Where do you usually watch games?

The Globe Pub. It is a truly incredible bar, with a never-ending selection of beers, and supporters from a dozen teams, which always creates an exciting atmosphere. I actually discovered the Globe Pub and the Chicago Supporters’ Club via Twitter on New Year’s Day, the first weekend I had moved to Chicago. I was with my girlfriend, Lesley, in a hotel room downtown, when I saw a Tweet about the game. I shot out of bed and forced her to get ready so we could check out and watch the game. I have rarely been more excited about anything, especially in a hungover state. That has become an extremely important moment in my support history, and has become a huge part of my identity in Chicago.

FranziskanerWhat are you usually drinking?

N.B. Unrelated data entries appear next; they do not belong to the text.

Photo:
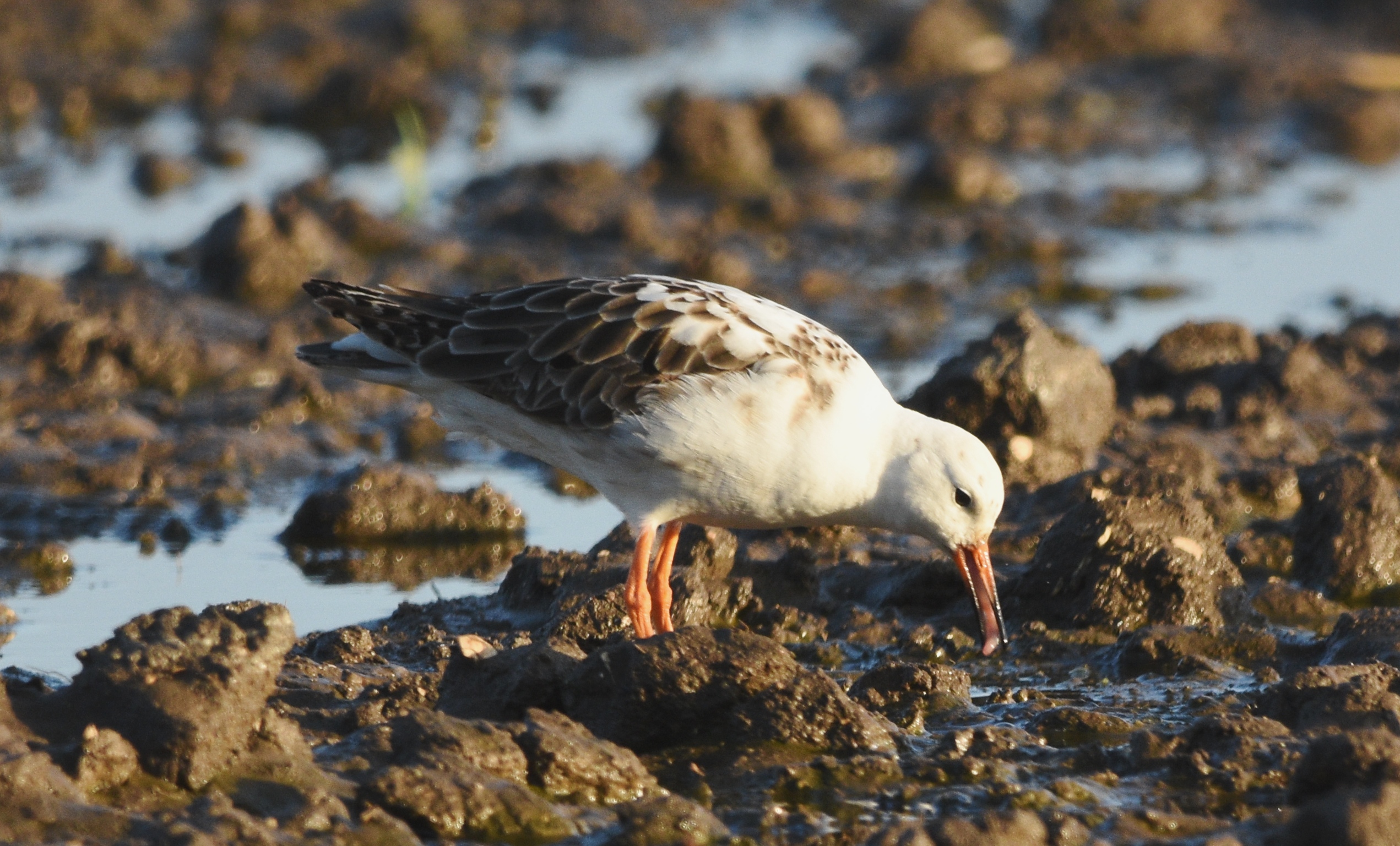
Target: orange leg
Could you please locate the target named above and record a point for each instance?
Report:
(661, 578)
(639, 602)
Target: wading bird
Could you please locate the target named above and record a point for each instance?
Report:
(681, 402)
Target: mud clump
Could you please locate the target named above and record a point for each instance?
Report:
(1344, 697)
(1179, 651)
(951, 38)
(261, 258)
(47, 567)
(187, 690)
(716, 143)
(569, 764)
(1349, 531)
(1076, 726)
(397, 505)
(507, 684)
(906, 692)
(1089, 30)
(701, 686)
(1364, 758)
(1367, 817)
(580, 598)
(1364, 637)
(1042, 402)
(1129, 561)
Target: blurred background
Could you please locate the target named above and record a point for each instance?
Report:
(908, 172)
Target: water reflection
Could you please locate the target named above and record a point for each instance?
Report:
(112, 580)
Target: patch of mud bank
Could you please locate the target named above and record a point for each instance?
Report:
(822, 687)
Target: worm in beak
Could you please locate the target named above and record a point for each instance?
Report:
(975, 565)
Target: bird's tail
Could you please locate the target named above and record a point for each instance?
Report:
(399, 319)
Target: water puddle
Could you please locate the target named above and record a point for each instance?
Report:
(598, 111)
(1319, 230)
(112, 581)
(1272, 256)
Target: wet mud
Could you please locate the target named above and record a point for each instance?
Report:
(1197, 555)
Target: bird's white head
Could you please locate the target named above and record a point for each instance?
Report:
(944, 484)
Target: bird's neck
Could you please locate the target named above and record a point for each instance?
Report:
(894, 441)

Depending on how my Friday went, it is either water, coffee, Franziskaner, Guinness, or a Magner’s cider.

Extra Time

Is there a game we lost this season that you felt we deserved to win? (And is there a game we won where luck played a role?)

The first match against Chelsea is the first match that comes to mind. We started the season off on a tear but didn’t get enough points. Chelsea, however, was absolute bullshit. (I avoided cursing for as long as I could, and I almost made it!) Ivanovic should have never been on the pitch to score the goal. It wasn’t right, but that’s football, and I’m not one to continue complaining about decisions because some go your way and some don’t.

And it goes without saying that, while we played well, we were lucky to come out with three points against Arsenal the first time, Manchester City the first time, and Chelsea the second time. However, after some intense analysis, I’ve determined that we are consistently great against the top clubs in the league, so it wasn’t luck. Ignore this paragraph!